Web content is adversarial — a page can contain instructions aimed at the familiar's prompt layer, hidden in whitespace or zero-width characters, or framed as "system messages." The defence needs more than "ask nicely":

  • Summarisation intermediary. A cheap side model reads the raw search results (optionally after a trafilatura-style HTML-to-text clean-up) and emits a short factual summary. The main LLM sees only the summary, not the raw page text. This removes almost all injection-via-markup vectors at the cost of one extra model call per turn.
  • Content-type whitelisting. Don't follow PDFs, don't render images, don't execute JavaScript. Only plain text / Markdown / HTML body.
  • Quoting discipline. The summary is wrapped in a clearly-delimited <web-search-results>...</web-search-results> block in the system prompt so the main LLM can tell "this is external content" from "this is my instructions." Not a bulletproof defence on its own, but combined with the summariser it closes most of the realistic surface.
  • Size caps. A hard ceiling on how many bytes of web content ever reach the main LLM (before or after summarisation). Prevents a single search burning the entire context budget.

Operator control surface

  • Allow/deny lists. Per-familiar character.toml options for which domains or topics the search provider may touch. Default is "everything"; operators who want stricter scoping opt in.
  • Toggle off entirely. The provider is registered in code but the per-channel ChannelMode can disable it (same shape as how imitate_voice turns off stepped_thinking to protect TTFB).
  • Audit log. Every search query, the URLs fetched, and the final summary all go into the per-turn trace log that ContentSearchProvider already pioneered. "Why did the bot say X?" stays answerable.

Provider shape

Probable module: familiar_connect.context.providers.web_search.

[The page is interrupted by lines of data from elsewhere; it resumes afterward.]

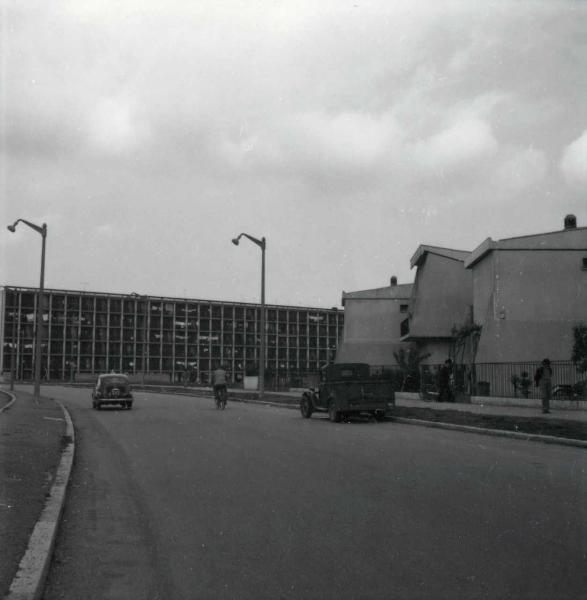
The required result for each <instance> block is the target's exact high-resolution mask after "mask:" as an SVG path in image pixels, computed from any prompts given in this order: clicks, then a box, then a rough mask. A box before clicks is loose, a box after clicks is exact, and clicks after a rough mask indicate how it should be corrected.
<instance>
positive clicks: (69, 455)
mask: <svg viewBox="0 0 587 600" xmlns="http://www.w3.org/2000/svg"><path fill="white" fill-rule="evenodd" d="M55 402H57V404H59V406H60V407H61V410H62V411H63V415H64V417H65V423H66V426H65V435H64V436H63V438H62V439H63V445H64V448H63V451H62V452H61V460H60V462H59V466H58V468H57V473H56V475H55V480H54V481H53V486H52V487H51V491H50V493H49V497H48V499H47V502H46V503H45V508H44V509H43V511H42V512H41V516H40V517H39V520H38V521H37V524H36V525H35V528H34V529H33V533H32V534H31V537H30V539H29V544H28V547H27V549H26V552H25V553H24V556H23V557H22V559H21V561H20V564H19V566H18V571H17V573H16V575H15V577H14V579H13V581H12V584H11V586H10V589H9V591H8V595H7V596H6V597H5V600H39V599H40V598H41V596H42V594H43V589H44V586H45V579H46V577H47V573H48V571H49V565H50V563H51V557H52V555H53V548H54V546H55V539H56V537H57V528H58V526H59V520H60V518H61V513H62V512H63V505H64V503H65V492H66V489H67V484H68V482H69V476H70V474H71V468H72V465H73V457H74V452H75V432H74V428H73V422H72V420H71V417H70V416H69V413H68V412H67V409H66V408H65V407H64V406H63V404H61V402H59V401H55Z"/></svg>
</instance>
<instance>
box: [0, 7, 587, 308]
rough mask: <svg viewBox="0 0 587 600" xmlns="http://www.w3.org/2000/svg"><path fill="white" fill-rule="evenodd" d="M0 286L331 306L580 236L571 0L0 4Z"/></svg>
mask: <svg viewBox="0 0 587 600" xmlns="http://www.w3.org/2000/svg"><path fill="white" fill-rule="evenodd" d="M0 6H1V7H2V9H1V10H2V12H1V15H0V16H1V22H2V24H1V27H2V30H1V31H0V34H1V40H0V45H1V46H0V52H1V57H0V61H1V62H0V134H1V137H0V140H1V141H0V270H1V273H0V285H22V286H31V287H35V286H38V284H39V268H40V254H41V252H40V248H41V236H39V235H38V234H37V233H36V232H35V231H33V230H32V229H29V228H28V227H27V226H26V225H24V224H22V223H21V224H20V225H19V226H18V227H17V229H16V232H15V233H10V232H9V231H8V230H7V229H6V227H5V226H4V225H8V224H11V223H13V222H14V221H15V220H16V219H18V218H22V219H26V220H28V221H30V222H33V223H35V224H37V225H41V224H42V223H46V224H47V227H48V235H47V250H46V273H45V286H46V287H48V288H57V289H74V290H82V291H99V292H114V293H131V292H135V293H139V294H152V295H157V296H168V297H177V298H184V297H185V298H200V299H213V300H225V301H242V302H258V301H259V300H260V288H261V283H260V280H261V276H260V272H261V251H260V248H259V247H258V246H256V245H255V244H253V243H251V242H249V241H248V240H246V239H242V240H241V243H240V245H239V246H235V245H233V244H231V239H232V238H234V237H235V236H236V235H238V234H239V233H241V232H246V233H248V234H249V235H252V236H254V237H256V238H261V237H265V238H266V240H267V250H266V261H267V280H266V301H267V303H271V304H286V305H291V306H312V307H324V308H329V307H332V306H340V302H341V296H342V292H343V291H347V292H350V291H357V290H363V289H370V288H377V287H384V286H386V285H389V279H390V277H391V276H393V275H395V276H397V278H398V281H399V283H411V282H412V281H413V279H414V275H415V271H414V270H412V269H410V258H411V257H412V255H413V254H414V253H415V251H416V250H417V248H418V246H419V245H420V244H430V245H436V246H442V247H445V248H454V249H458V250H473V249H474V248H476V247H477V246H478V245H479V244H481V243H482V242H483V241H484V240H485V239H486V238H487V237H492V238H493V239H496V240H497V239H502V238H507V237H515V236H520V235H528V234H533V233H541V232H545V231H555V230H559V229H562V228H563V219H564V216H565V215H566V214H569V213H572V214H575V215H576V217H577V224H578V226H587V77H586V76H585V75H586V73H587V3H586V2H581V1H577V2H574V1H564V0H557V1H539V0H538V1H532V2H525V1H490V0H485V1H484V2H479V1H478V0H471V1H466V0H461V1H459V2H448V1H443V0H431V1H427V2H423V1H418V0H409V1H405V2H404V1H401V0H398V1H392V0H372V1H366V0H348V1H347V0H308V1H306V0H299V1H293V0H291V1H290V0H273V1H270V0H263V1H258V0H241V1H238V0H230V1H224V0H201V1H199V2H196V1H194V0H189V1H178V0H166V2H154V1H152V0H116V1H110V0H101V1H95V2H90V1H85V0H71V1H60V0H55V1H52V2H46V1H45V0H43V1H40V2H37V1H35V0H29V1H27V2H22V1H21V0H0Z"/></svg>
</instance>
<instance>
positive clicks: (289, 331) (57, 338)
mask: <svg viewBox="0 0 587 600" xmlns="http://www.w3.org/2000/svg"><path fill="white" fill-rule="evenodd" d="M2 298H3V305H4V309H3V311H2V314H3V321H2V325H3V328H2V329H1V330H0V332H1V333H2V339H3V344H2V357H1V364H2V369H3V371H4V372H10V368H11V364H12V363H13V360H14V364H15V370H16V375H17V378H18V379H30V378H31V377H32V374H33V348H34V325H35V310H36V301H37V292H36V290H34V289H29V288H14V289H12V288H4V289H3V290H2ZM266 311H267V312H266V317H267V318H266V372H267V373H268V374H272V373H282V372H290V371H315V370H317V369H318V368H319V367H320V366H322V365H323V364H325V363H327V362H332V360H333V359H334V355H335V353H336V348H337V346H338V343H339V340H340V339H342V329H343V325H344V316H343V315H344V313H343V311H339V310H336V309H320V308H306V307H300V308H298V307H287V306H267V308H266ZM260 316H261V309H260V306H259V305H253V304H236V303H227V302H216V301H209V300H184V299H175V298H157V297H145V296H136V295H132V296H122V295H110V294H93V293H82V292H74V291H62V290H46V292H45V294H44V302H43V320H42V327H43V331H42V340H43V369H42V372H43V374H44V376H45V377H48V378H50V379H60V380H63V379H73V378H74V377H76V375H77V374H80V373H88V374H96V373H101V372H104V371H122V372H125V373H129V374H142V373H149V374H163V375H166V376H168V377H169V379H170V380H171V381H180V380H182V381H185V380H186V379H189V380H190V382H192V383H208V382H209V381H210V373H211V371H212V370H214V368H216V366H217V365H219V364H224V365H225V366H226V368H227V369H228V370H229V371H230V372H231V373H232V374H233V377H234V379H235V381H237V382H238V381H241V380H242V378H243V376H244V375H245V374H254V373H257V372H258V368H259V360H260V356H259V349H260V339H261V331H260Z"/></svg>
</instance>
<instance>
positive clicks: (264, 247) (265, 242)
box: [232, 233, 267, 398]
mask: <svg viewBox="0 0 587 600" xmlns="http://www.w3.org/2000/svg"><path fill="white" fill-rule="evenodd" d="M243 236H244V237H246V238H248V239H249V240H251V242H253V244H257V246H259V248H261V360H260V361H259V397H260V398H262V397H263V394H264V392H265V248H266V246H267V243H266V240H265V238H261V239H260V240H258V239H257V238H255V237H253V236H252V235H249V234H248V233H241V234H240V235H239V236H238V237H236V238H234V239H233V240H232V243H233V244H234V245H235V246H238V243H239V240H240V239H241V238H242V237H243Z"/></svg>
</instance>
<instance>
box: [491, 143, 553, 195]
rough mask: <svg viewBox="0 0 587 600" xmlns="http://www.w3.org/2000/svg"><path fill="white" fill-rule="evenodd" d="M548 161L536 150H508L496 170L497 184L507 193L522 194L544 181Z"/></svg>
mask: <svg viewBox="0 0 587 600" xmlns="http://www.w3.org/2000/svg"><path fill="white" fill-rule="evenodd" d="M547 173H548V159H547V158H546V155H545V153H544V152H543V151H542V150H538V149H536V148H507V149H504V152H503V153H502V156H500V160H499V162H498V165H497V167H496V170H495V182H494V184H496V185H497V186H498V187H500V188H502V189H503V190H504V191H505V192H506V193H507V192H508V191H509V192H512V193H516V194H519V193H522V192H524V191H525V190H527V189H529V188H532V187H535V186H536V185H538V184H540V183H541V182H543V181H544V179H545V177H546V175H547Z"/></svg>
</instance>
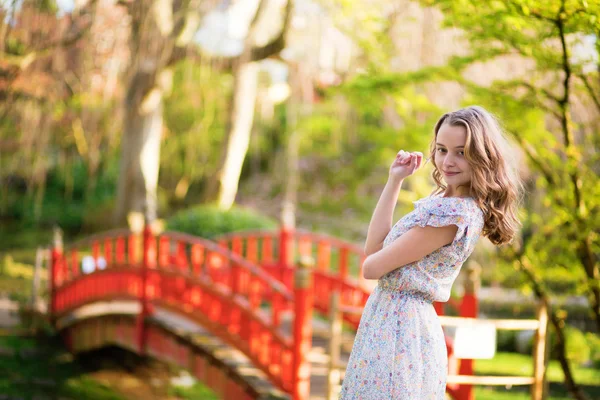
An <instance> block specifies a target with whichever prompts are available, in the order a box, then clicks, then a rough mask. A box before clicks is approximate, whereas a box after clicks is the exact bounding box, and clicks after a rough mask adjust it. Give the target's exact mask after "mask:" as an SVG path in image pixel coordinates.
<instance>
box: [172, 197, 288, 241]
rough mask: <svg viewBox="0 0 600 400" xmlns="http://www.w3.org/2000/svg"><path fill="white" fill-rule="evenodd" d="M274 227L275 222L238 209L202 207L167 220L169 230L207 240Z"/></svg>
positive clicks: (243, 209) (273, 228)
mask: <svg viewBox="0 0 600 400" xmlns="http://www.w3.org/2000/svg"><path fill="white" fill-rule="evenodd" d="M276 227H277V221H275V220H273V219H271V218H268V217H265V216H263V215H260V214H257V213H256V212H254V211H252V210H249V209H243V208H238V207H234V208H232V209H230V210H228V211H222V210H219V209H218V208H216V207H214V206H205V205H202V206H198V207H194V208H190V209H187V210H183V211H180V212H178V213H176V214H175V215H173V216H172V217H171V218H169V219H168V220H167V229H169V230H173V231H178V232H185V233H189V234H192V235H195V236H200V237H203V238H209V239H210V238H213V237H215V236H218V235H222V234H225V233H229V232H235V231H243V230H250V229H275V228H276Z"/></svg>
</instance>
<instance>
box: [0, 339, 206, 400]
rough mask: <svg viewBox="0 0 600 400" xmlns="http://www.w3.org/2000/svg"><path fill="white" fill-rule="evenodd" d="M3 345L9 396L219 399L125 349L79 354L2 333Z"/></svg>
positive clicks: (70, 398) (149, 360) (151, 398)
mask: <svg viewBox="0 0 600 400" xmlns="http://www.w3.org/2000/svg"><path fill="white" fill-rule="evenodd" d="M0 349H2V353H0V393H1V394H2V395H5V396H8V398H19V399H24V400H29V399H34V398H39V399H50V398H52V399H55V398H59V399H63V400H79V399H86V400H138V399H144V400H159V399H160V400H162V399H164V400H192V399H206V400H217V397H216V396H215V395H214V393H212V392H211V391H210V390H209V389H208V388H206V387H205V386H204V385H202V384H200V383H199V382H197V381H195V382H193V384H192V385H191V386H189V387H183V386H174V385H172V384H171V378H172V377H173V376H174V375H175V374H176V373H177V371H176V370H175V369H174V368H173V367H170V366H168V365H166V364H164V363H160V362H158V361H154V360H148V359H144V358H141V357H138V356H136V355H134V354H132V353H129V352H127V351H125V350H122V349H119V348H106V349H102V350H98V351H93V352H90V353H86V354H83V355H81V356H78V357H73V356H72V355H71V354H69V353H67V352H65V351H64V350H63V347H62V344H61V343H60V341H59V340H58V339H57V338H50V337H44V338H38V339H36V338H22V337H17V336H0ZM9 353H12V354H9Z"/></svg>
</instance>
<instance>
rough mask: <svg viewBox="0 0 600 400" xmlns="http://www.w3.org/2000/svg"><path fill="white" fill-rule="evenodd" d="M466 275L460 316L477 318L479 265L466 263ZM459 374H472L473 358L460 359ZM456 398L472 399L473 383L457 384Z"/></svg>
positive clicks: (474, 262) (467, 317) (472, 393)
mask: <svg viewBox="0 0 600 400" xmlns="http://www.w3.org/2000/svg"><path fill="white" fill-rule="evenodd" d="M465 272H466V277H465V280H464V293H463V298H462V302H461V303H460V316H461V317H466V318H477V314H478V312H479V304H478V302H477V292H478V291H479V286H480V274H481V267H480V266H479V264H477V263H475V262H473V261H471V262H470V263H468V264H467V265H466V271H465ZM458 373H459V375H473V360H467V359H462V360H460V367H459V370H458ZM457 399H458V400H474V399H475V393H474V391H473V385H465V384H462V385H459V387H458V390H457Z"/></svg>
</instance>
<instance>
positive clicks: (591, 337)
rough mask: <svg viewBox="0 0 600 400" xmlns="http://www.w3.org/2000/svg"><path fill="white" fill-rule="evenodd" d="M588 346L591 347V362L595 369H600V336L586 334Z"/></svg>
mask: <svg viewBox="0 0 600 400" xmlns="http://www.w3.org/2000/svg"><path fill="white" fill-rule="evenodd" d="M585 338H586V339H587V342H588V345H589V346H590V361H591V362H592V366H593V367H594V368H599V369H600V335H598V334H596V333H593V332H588V333H586V334H585Z"/></svg>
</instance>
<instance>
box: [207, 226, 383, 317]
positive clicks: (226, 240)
mask: <svg viewBox="0 0 600 400" xmlns="http://www.w3.org/2000/svg"><path fill="white" fill-rule="evenodd" d="M216 240H217V242H218V243H219V244H220V245H221V246H223V247H225V248H227V249H229V250H231V251H232V252H234V253H236V254H239V255H241V256H242V257H244V258H246V259H248V260H255V261H256V262H257V263H258V264H259V265H260V266H261V267H262V268H263V269H264V270H265V271H267V272H268V273H269V274H270V275H271V276H273V277H275V278H277V279H278V280H279V281H280V282H282V283H283V284H284V285H285V286H286V287H288V288H293V287H294V270H295V268H296V266H297V265H309V266H311V267H312V270H313V291H314V293H315V294H316V296H315V297H314V307H315V309H316V310H318V311H320V312H321V313H323V314H325V315H327V314H328V313H329V307H330V305H329V302H328V299H329V298H330V296H331V294H332V293H334V292H337V293H340V295H341V297H342V299H343V301H344V304H348V305H355V306H362V305H364V303H365V302H366V301H367V298H368V296H369V293H370V292H371V288H370V287H369V283H368V282H367V281H366V280H365V279H364V278H363V277H362V269H361V268H362V264H363V262H364V259H365V255H364V251H363V249H362V248H361V247H360V246H357V245H356V244H353V243H350V242H347V241H344V240H341V239H339V238H336V237H333V236H329V235H326V234H321V233H313V232H309V231H305V230H301V229H298V230H292V229H285V228H284V229H280V230H278V231H274V230H272V231H265V230H256V231H241V232H233V233H230V234H227V235H223V236H219V237H218V238H217V239H216ZM344 319H345V321H346V322H347V323H350V324H351V325H352V326H354V327H355V328H356V327H358V324H359V322H360V319H359V318H357V317H356V316H355V315H345V316H344Z"/></svg>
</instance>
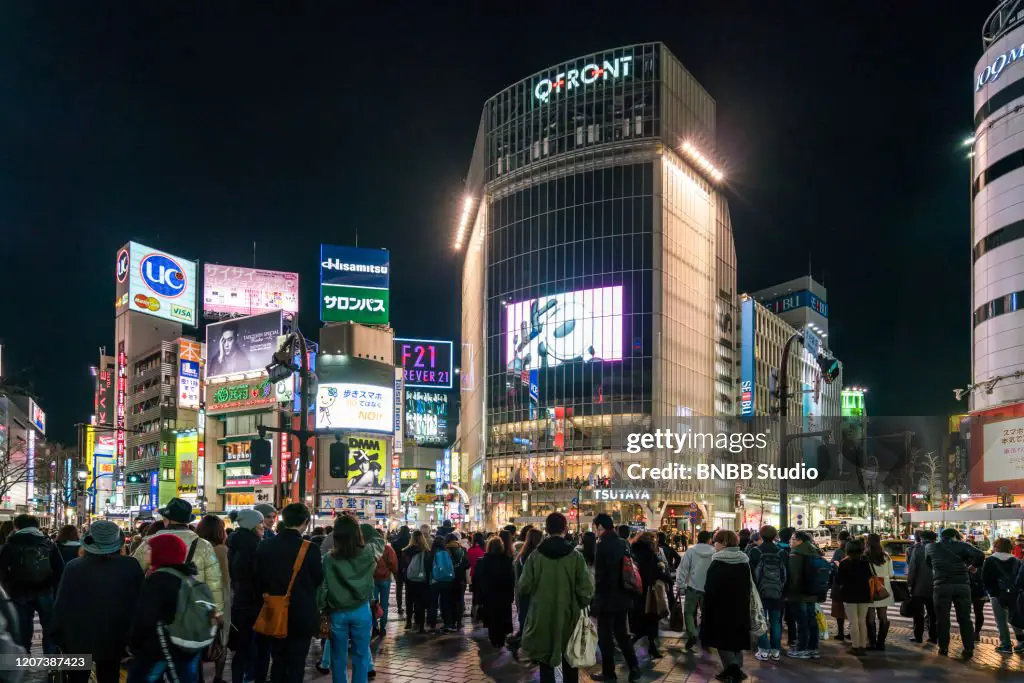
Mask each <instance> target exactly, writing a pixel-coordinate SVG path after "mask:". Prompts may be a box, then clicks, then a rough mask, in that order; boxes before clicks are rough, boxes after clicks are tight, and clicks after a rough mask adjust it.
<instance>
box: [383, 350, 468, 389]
mask: <svg viewBox="0 0 1024 683" xmlns="http://www.w3.org/2000/svg"><path fill="white" fill-rule="evenodd" d="M453 355H454V353H453V350H452V342H450V341H438V340H436V339H395V340H394V362H395V365H396V366H400V367H401V368H402V370H403V371H404V372H406V386H407V387H412V388H417V387H420V388H424V389H451V388H452V361H453Z"/></svg>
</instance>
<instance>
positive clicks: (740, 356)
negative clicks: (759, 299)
mask: <svg viewBox="0 0 1024 683" xmlns="http://www.w3.org/2000/svg"><path fill="white" fill-rule="evenodd" d="M755 305H756V304H755V302H754V299H751V298H746V299H743V301H742V302H741V303H740V304H739V326H740V337H739V417H741V418H743V419H744V420H746V421H750V420H753V419H754V412H755V400H756V399H755V391H754V385H755V365H754V364H755V356H754V351H755V348H754V347H755V341H754V340H755V334H754V333H755V329H754V326H755V321H756V319H757V314H756V311H755V309H754V306H755Z"/></svg>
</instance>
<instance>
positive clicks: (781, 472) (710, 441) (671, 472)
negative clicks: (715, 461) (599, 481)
mask: <svg viewBox="0 0 1024 683" xmlns="http://www.w3.org/2000/svg"><path fill="white" fill-rule="evenodd" d="M768 436H769V434H768V432H744V433H738V432H698V431H686V432H679V433H677V432H674V431H672V430H671V429H655V430H654V431H653V432H633V433H630V434H628V435H627V437H626V452H627V453H629V454H632V455H637V454H640V453H643V452H645V451H665V452H668V453H672V454H673V455H677V456H678V455H679V454H681V453H683V452H684V451H686V452H697V453H700V452H703V453H709V452H711V451H720V452H722V451H727V452H728V453H731V454H737V455H738V454H740V453H743V452H745V451H751V450H760V451H765V450H767V447H768ZM626 475H627V476H628V477H629V478H631V479H698V480H701V479H727V480H740V479H743V480H748V479H761V480H778V479H791V480H792V479H798V480H799V479H806V480H816V479H817V477H818V471H817V470H816V469H815V468H813V467H807V466H806V465H805V464H803V463H800V464H797V465H794V466H793V467H778V466H777V465H768V464H757V465H755V464H752V463H725V462H723V463H719V464H716V463H707V462H706V463H696V464H685V463H669V464H667V465H663V466H660V467H646V466H644V465H643V464H641V463H632V464H631V465H629V466H628V467H627V468H626Z"/></svg>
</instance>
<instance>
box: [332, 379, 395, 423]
mask: <svg viewBox="0 0 1024 683" xmlns="http://www.w3.org/2000/svg"><path fill="white" fill-rule="evenodd" d="M393 414H394V389H392V388H391V387H383V386H374V385H371V384H347V383H332V384H321V385H319V388H318V389H317V391H316V429H351V430H356V431H371V432H386V433H390V432H391V431H392V430H393V429H394V424H393V423H392V416H393Z"/></svg>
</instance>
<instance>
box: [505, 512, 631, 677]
mask: <svg viewBox="0 0 1024 683" xmlns="http://www.w3.org/2000/svg"><path fill="white" fill-rule="evenodd" d="M567 526H568V521H567V520H566V519H565V515H562V514H560V513H558V512H553V513H551V514H550V515H548V516H547V518H546V519H545V522H544V527H545V530H546V531H547V533H548V538H547V539H545V540H544V541H542V542H541V544H540V545H539V546H538V547H537V550H536V551H535V552H532V553H530V555H529V557H528V558H527V560H526V564H525V566H524V567H523V570H522V575H521V577H520V578H519V582H518V584H517V587H516V588H517V591H518V593H519V594H520V595H522V596H524V597H525V598H526V599H527V600H528V601H529V605H530V607H529V613H528V614H527V615H526V624H525V628H524V629H523V640H522V648H523V650H524V651H525V652H526V654H527V655H529V658H530V659H531V660H534V661H537V663H539V665H540V670H541V672H540V673H541V683H555V670H556V669H558V668H559V667H561V670H562V681H563V682H564V683H578V681H579V680H580V672H579V670H578V669H575V668H573V667H571V666H570V665H569V663H568V661H567V660H566V659H565V650H566V648H567V646H568V642H569V638H570V636H571V635H572V630H573V629H574V628H575V625H577V622H578V621H579V620H581V618H586V617H585V616H583V611H582V610H583V608H584V607H586V606H588V605H589V604H590V600H591V597H592V596H593V595H594V585H593V583H592V582H591V579H590V572H589V571H588V570H587V563H586V561H585V560H584V559H583V556H582V555H581V554H580V553H578V552H577V551H575V548H574V547H573V544H572V543H571V542H569V541H568V540H566V539H565V530H566V527H567ZM586 626H589V625H586ZM604 651H605V652H607V654H606V656H607V658H609V659H610V658H611V650H610V649H609V650H604ZM595 680H597V679H595ZM605 680H607V679H606V678H605Z"/></svg>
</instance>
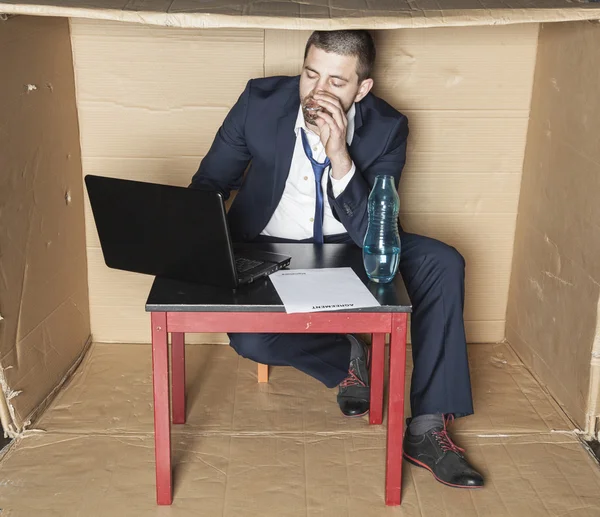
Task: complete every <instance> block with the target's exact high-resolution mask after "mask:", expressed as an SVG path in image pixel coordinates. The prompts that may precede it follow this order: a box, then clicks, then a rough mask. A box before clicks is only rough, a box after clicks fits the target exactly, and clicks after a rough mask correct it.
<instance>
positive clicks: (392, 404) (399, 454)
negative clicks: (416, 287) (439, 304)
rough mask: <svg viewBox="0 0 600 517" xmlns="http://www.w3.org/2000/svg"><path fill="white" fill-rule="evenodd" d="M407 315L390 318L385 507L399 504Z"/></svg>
mask: <svg viewBox="0 0 600 517" xmlns="http://www.w3.org/2000/svg"><path fill="white" fill-rule="evenodd" d="M407 318H408V316H407V314H404V313H399V314H394V315H392V332H391V334H390V384H389V389H388V392H389V401H388V432H387V459H386V475H385V504H386V505H388V506H397V505H399V504H400V502H401V501H402V494H401V490H402V440H403V438H404V376H405V371H406V322H407Z"/></svg>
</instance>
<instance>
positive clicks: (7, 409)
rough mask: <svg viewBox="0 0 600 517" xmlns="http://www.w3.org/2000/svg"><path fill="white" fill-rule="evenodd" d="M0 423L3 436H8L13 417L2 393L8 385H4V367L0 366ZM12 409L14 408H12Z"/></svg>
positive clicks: (12, 425) (9, 408)
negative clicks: (2, 367)
mask: <svg viewBox="0 0 600 517" xmlns="http://www.w3.org/2000/svg"><path fill="white" fill-rule="evenodd" d="M0 387H1V388H2V389H0V424H2V430H3V431H4V438H8V437H9V436H10V434H9V433H10V432H11V431H12V430H13V425H12V422H13V417H12V416H11V413H10V407H12V406H9V403H8V400H7V397H6V396H5V395H4V392H5V391H6V390H7V388H8V386H7V385H6V378H5V376H4V368H2V367H1V366H0ZM13 411H14V408H13Z"/></svg>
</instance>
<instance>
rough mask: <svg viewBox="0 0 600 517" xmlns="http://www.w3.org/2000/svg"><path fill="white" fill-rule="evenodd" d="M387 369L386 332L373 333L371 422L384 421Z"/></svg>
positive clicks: (371, 369) (382, 421)
mask: <svg viewBox="0 0 600 517" xmlns="http://www.w3.org/2000/svg"><path fill="white" fill-rule="evenodd" d="M384 370H385V334H383V333H377V334H373V337H372V339H371V401H370V403H369V406H370V410H369V423H371V424H375V425H379V424H381V422H383V381H384V379H383V376H384Z"/></svg>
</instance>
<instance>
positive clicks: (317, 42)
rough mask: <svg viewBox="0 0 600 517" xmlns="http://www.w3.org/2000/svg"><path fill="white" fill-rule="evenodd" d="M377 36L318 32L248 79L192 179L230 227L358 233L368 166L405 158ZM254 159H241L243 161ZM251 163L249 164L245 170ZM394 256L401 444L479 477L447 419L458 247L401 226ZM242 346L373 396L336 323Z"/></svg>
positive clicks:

  • Called with the ContextRequest. Decides whether to search based on a cheap heuristic (keywords in the utterance) or on a side-model classifier call — TBD.
  • If it decides to search: builds a query, hits the search API, optionally fetches the top N pages, runs the summariser, and emits one Contribution(layer=Layer.content, priority=...) with the summary and the source URLs in source.
  • Deadline-bounded; falls back to emitting nothing if the deadline hits, never stalls the pipeline. Matches the same pattern HistoryProvider and ContentSearchProvider use.

Non-goals

  • A general web-browsing agent that clicks around the site like a human. Out of scope — one query, top-N results, extract, summarise, done.
  • Search-as-tool-call inside the main LLM loop. Nice later, but it conflicts with the per-turn deadline model and makes caching harder. The provider pattern runs the search before the main LLM call so latency is predictable.
  • Vector-indexed web cache. Same rationale as the first-pass rejection of vector memory — add a caching layer only if measurements show the search call is the bottleneck.

Open questions

  • Does the provider always run, or only on classifier hit? Always-run is simpler but wastes budget and latency on "hi, how are you?" turns. Start with a cheap keyword heuristic; escalate to a side-model classifier if the heuristic is too blunt.
  • Who pays for the search API? Per-operator API key in .env, same as every other third-party credential.
  • How much of the per-turn trace log is safe to show in the /context slash command? URLs are fine; search API keys must never leak. Same sanitisation rules as logging — see Security § logging & error handling.
  • Fallback behaviour when search fails. Emit nothing and let the main LLM admit it doesn't know, or emit a marker contribution saying "web search failed" so the LLM knows why it's uninformed? The latter is more honest but longer-winded.